グワッと少女に襲い掛かる。少女には逃げる力もよける力も残っていない。ダメだ、と思って目を瞑った瞬間、ズガンッとものすごい音が聞こえた。
少女はおそるおそる目を開くと先ほどの合成獣は空を舞っていた。合成獣は回転しながらドスンッと音をたてて地面におちた。どうやら気絶しているらしい。そして遅れて金髪の少年、アルフォンスがおりてきた。

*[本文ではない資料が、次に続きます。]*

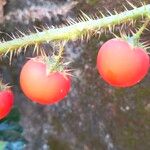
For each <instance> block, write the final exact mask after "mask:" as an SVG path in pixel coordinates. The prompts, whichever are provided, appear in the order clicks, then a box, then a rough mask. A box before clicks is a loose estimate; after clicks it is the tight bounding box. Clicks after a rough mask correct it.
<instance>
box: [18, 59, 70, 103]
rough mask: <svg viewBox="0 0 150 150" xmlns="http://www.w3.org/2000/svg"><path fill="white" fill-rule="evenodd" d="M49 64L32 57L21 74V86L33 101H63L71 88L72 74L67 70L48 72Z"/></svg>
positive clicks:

アルフォンスは少女に歩み寄るとスッと手を差し伸べた。
「大丈夫ですか?安心していいよ。やっつけたから。」
アルフォンスがニッコリと笑うと少女もつられて小さな笑顔を見せた。
「助けてくれて有難う。私はアンドレア。アンドレア=エイリー。よければ貴方の名前を聞かせてくれませんか…?何しろ命の恩人なので…。」
名前を問われるとアルフォンスは少し動揺したが名乗ることにした。
「僕は…アルフォンス=アイヴァリー。」
アルフォンスがアンドレアの顔を見るととても驚いた表情をしていた。
(ああ、きっとこの人も僕を追い払うだろう…。)
アルフォンスがそう思うとアンドレアはニッコリと笑った。
「ありがとう。助けてくれて。よかったら家にこないかしら。私の家はさっき貴方が出てきた町にあるんだけれど…いいかしら?助けてくれた人には恩を返さないとね!」
アルフォンスもわかっていた。自分の血縁者が…神が人間と戦ったことをアンドレアは知っているということを…。
だが断ることが出来なかった。温かな思いを——。